In this first module, you’ll learn about the recent history of pesticides as debuted by the industrial revolution and World War II. There were 5 methods of pest control in wide use by the turn of the century:
- Biological Control
- Mechanical and Physical Control
- Cultural Control
- Chemical Control
- Resistant Varieties
In this module, we’ll first get some basics of what pesticides are and how the function, then look mainly at the history of chemical control of pesticides, using the now well-known story of DDT to illustrate how war-time chemicals so quickly made their way into a war in our farming systems.
Excerpt 1: What are pesticides?
by Pesticide Action Network | from Pesticides 101
RoundupInsecticides (bug killers), herbicides (weed killers), and fungicides (fungus killers) are all pesticides; so are rodenticides and antimicrobials. Pesticides come in spray cans and crop dusters, in household cleaners, hand soaps and swimming pools.
Insecticides are generally the most acutely (immediately) toxic. Many are designed to attack an insect’s brain and nervous system, which can mean they have neurotoxic effects in humans as well. Herbicides are more widely used (RoundUp and atrazine are the two most used pesticides in the world) and present chronic risks. This means ongoing, low-level exposures can increase the risk of diseases or disorders such as cancer, Parkinson’s disease or infertility and other reproductive harms. Fungicides are also used in large amounts; some are more benign, some are not.
Pesticides are also sometimes broken down into chemical classes and modes of action. For example, fumigants are pesticides applied as gases to “sterilize” soil, and systemics work their way through a plant’s tissue after being taken up at the root. Major chemical classes include: carbamates, organochlorines, organophosphates (mostly developed 70 or more years ago for chemical warfare) and triazines. Newer classes include pyrethroids and neonicotinoids, synthesized to mimic nature’s pest protection. For more details on specific pesticides, visit our online database at www.pesticideinfo.org.
Excerpt 2: Chemical Control
by John H Vandermeer | from The ecology of agroecosystems. Jones and Bartlett Publishers, 2011
DDT was developed in the late 1800s, and its insecticidal properties were discovered in the early 1900s. It was adopted by the armed forces in Britain and the United States. Tropical diseases, vectored by arthropods, killed more than the enemy during warfare. War research focused on finding effective solutions, and an arsenal of insect-fighting weapons were established as a part of war-preparedness. War was a watershed for the chemical industry, and during the war it built up an immensely productive capacity for both pesticides and herbicides.
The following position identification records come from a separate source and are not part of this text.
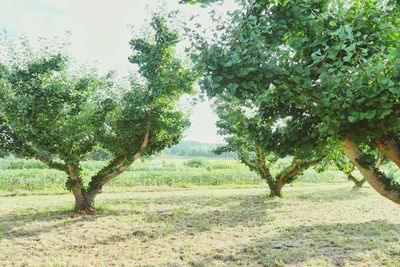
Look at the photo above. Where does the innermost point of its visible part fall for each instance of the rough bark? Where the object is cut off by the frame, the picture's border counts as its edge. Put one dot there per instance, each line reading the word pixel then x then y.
pixel 276 189
pixel 119 164
pixel 357 183
pixel 370 173
pixel 389 148
pixel 84 202
pixel 286 176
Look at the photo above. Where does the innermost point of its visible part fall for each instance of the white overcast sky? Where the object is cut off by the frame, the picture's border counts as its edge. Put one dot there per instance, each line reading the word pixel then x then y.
pixel 100 35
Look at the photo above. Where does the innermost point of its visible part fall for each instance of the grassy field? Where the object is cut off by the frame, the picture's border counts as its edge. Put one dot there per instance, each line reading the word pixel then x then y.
pixel 20 176
pixel 315 225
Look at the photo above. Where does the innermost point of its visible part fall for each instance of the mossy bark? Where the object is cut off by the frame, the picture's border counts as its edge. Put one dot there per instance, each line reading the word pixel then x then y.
pixel 357 183
pixel 288 175
pixel 371 174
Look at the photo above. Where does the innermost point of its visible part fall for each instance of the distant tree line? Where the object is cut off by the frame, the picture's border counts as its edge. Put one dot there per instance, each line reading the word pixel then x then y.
pixel 196 149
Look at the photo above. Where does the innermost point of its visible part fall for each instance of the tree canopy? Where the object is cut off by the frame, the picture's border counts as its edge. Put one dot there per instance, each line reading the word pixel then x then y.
pixel 56 115
pixel 335 63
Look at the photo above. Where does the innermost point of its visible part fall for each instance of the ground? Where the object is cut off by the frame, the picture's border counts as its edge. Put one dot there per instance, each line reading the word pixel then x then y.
pixel 314 225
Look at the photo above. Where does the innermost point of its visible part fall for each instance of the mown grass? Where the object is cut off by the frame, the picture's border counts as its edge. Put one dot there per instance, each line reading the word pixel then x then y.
pixel 314 225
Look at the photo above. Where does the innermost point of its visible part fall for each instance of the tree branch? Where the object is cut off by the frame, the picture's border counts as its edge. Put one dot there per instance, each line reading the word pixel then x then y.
pixel 121 163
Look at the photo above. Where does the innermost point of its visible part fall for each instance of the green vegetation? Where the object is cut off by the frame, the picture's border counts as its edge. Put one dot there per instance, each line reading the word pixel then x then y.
pixel 195 149
pixel 314 225
pixel 325 70
pixel 51 113
pixel 20 176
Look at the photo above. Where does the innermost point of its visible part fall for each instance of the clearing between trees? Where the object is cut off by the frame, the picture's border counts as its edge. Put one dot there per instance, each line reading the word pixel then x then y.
pixel 314 225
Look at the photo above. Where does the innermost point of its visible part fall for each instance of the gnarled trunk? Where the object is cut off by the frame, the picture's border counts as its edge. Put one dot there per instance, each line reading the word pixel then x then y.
pixel 276 189
pixel 389 148
pixel 84 202
pixel 370 172
pixel 357 183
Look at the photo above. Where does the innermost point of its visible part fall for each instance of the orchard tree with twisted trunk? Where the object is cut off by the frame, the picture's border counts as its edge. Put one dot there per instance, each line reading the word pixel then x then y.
pixel 253 139
pixel 58 116
pixel 337 61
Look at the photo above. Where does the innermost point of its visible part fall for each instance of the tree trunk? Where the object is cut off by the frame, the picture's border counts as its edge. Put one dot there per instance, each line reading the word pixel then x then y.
pixel 370 173
pixel 357 183
pixel 389 148
pixel 84 202
pixel 276 189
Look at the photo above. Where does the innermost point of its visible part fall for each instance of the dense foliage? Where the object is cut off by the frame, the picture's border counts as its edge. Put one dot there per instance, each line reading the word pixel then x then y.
pixel 326 63
pixel 58 116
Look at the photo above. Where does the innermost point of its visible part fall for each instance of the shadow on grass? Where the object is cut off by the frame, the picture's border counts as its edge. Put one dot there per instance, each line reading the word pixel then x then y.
pixel 329 195
pixel 249 211
pixel 185 216
pixel 335 244
pixel 17 225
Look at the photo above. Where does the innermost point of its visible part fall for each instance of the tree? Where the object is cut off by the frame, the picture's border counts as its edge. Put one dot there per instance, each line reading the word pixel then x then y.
pixel 252 137
pixel 56 116
pixel 337 61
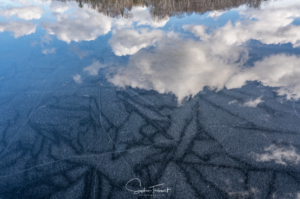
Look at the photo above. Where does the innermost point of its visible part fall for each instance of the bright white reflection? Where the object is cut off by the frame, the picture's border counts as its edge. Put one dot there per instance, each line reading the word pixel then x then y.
pixel 216 60
pixel 281 155
pixel 27 12
pixel 128 42
pixel 183 67
pixel 84 24
pixel 19 28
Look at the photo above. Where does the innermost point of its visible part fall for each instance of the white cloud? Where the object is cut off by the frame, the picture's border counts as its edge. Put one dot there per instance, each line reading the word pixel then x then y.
pixel 27 12
pixel 253 103
pixel 59 7
pixel 281 155
pixel 85 24
pixel 215 14
pixel 128 42
pixel 19 28
pixel 77 79
pixel 94 68
pixel 49 51
pixel 275 71
pixel 183 67
pixel 141 16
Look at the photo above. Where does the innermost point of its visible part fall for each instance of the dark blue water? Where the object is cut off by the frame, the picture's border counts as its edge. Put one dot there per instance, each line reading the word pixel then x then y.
pixel 149 99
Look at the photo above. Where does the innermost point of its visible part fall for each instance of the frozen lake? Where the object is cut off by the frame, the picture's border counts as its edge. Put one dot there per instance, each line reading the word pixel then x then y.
pixel 149 99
Once the war was over, there was a chemical overproduction crisis. The industry had developed ingenious marketing strategies, and the public was susceptible to wartime rhetoric. The original argument that we needed chemicals to defeat the enemy in war was easily translated into the need for these chemicals to defeat the new enemy in agriculture.
The importance of this advertising blitz cannot be overemphasized. Throughout the times of new husbandry, pest management had taken on the generalized goal of maintaining a healthy ecosystem through the five major categories of activities (see above). Pests in agriculture were almost like germs in health, and the goal was to maintain a “disease-free” system. The dominant metaphor seems to have been a medical one, but with wartime and especially postwar propaganda, the pests came to be seen as enemies to be vanquished rather than germs to be controlled- the “war metaphor” replaced the medical metaphor.
The armaments in this new war were, of course, the new organic chemicals produced by the same corporations that produced them for the war effort. The new metaphor meant that farmers changed from stewards who maintained the health of their farms to warriors who vanquished their enemies. The consequences were massive spraying of biocides in the years after World War II and, effectively the maturation of what we now usually refer to as the “industrial” agricultural system. It is worth contemplating the proposition that this industrial system owes its origin not to the need for increased production or production efficiency, but rather to the needs of a distorted economic system, the crisis of overproduction in the postwar world.
Pesticides are usually targeted at a specific insect, or insect family. Instead of looking at insect populations holistically, as a complex part of a complex ecosystem, pesticides target specific parts of the system, attempting to eradicate them. “When you start spraying for a single pest, more pests come, and you have to spray more, which leads to more pests, meaning that you have to spray yet more- a treadmill.”
Applications of pesticides kills the target pests, but it also kills the non-target natural enemies. The target pest, free from normal predatory control, is able to “resurge” after pesticide use. What we soon learned, was that evolution can adapt quickly. When a pesticide is sprayed, it can immediately wipe out a great percentage of pests, but the pests that remain can have increased resistance to the pesticide. The survivors breed, and within a couple generations there can be a population of insect pests who are resistant to the pesticide a farmer is spraying. The farmer can respond by buying and spraying more pesticide, or buying a new, stronger pesticide. Either way, who benefits? You guessed it- the pesticide company. This same cycle can occur with weeds as well, but is known as the “Pesticide Treadmill.”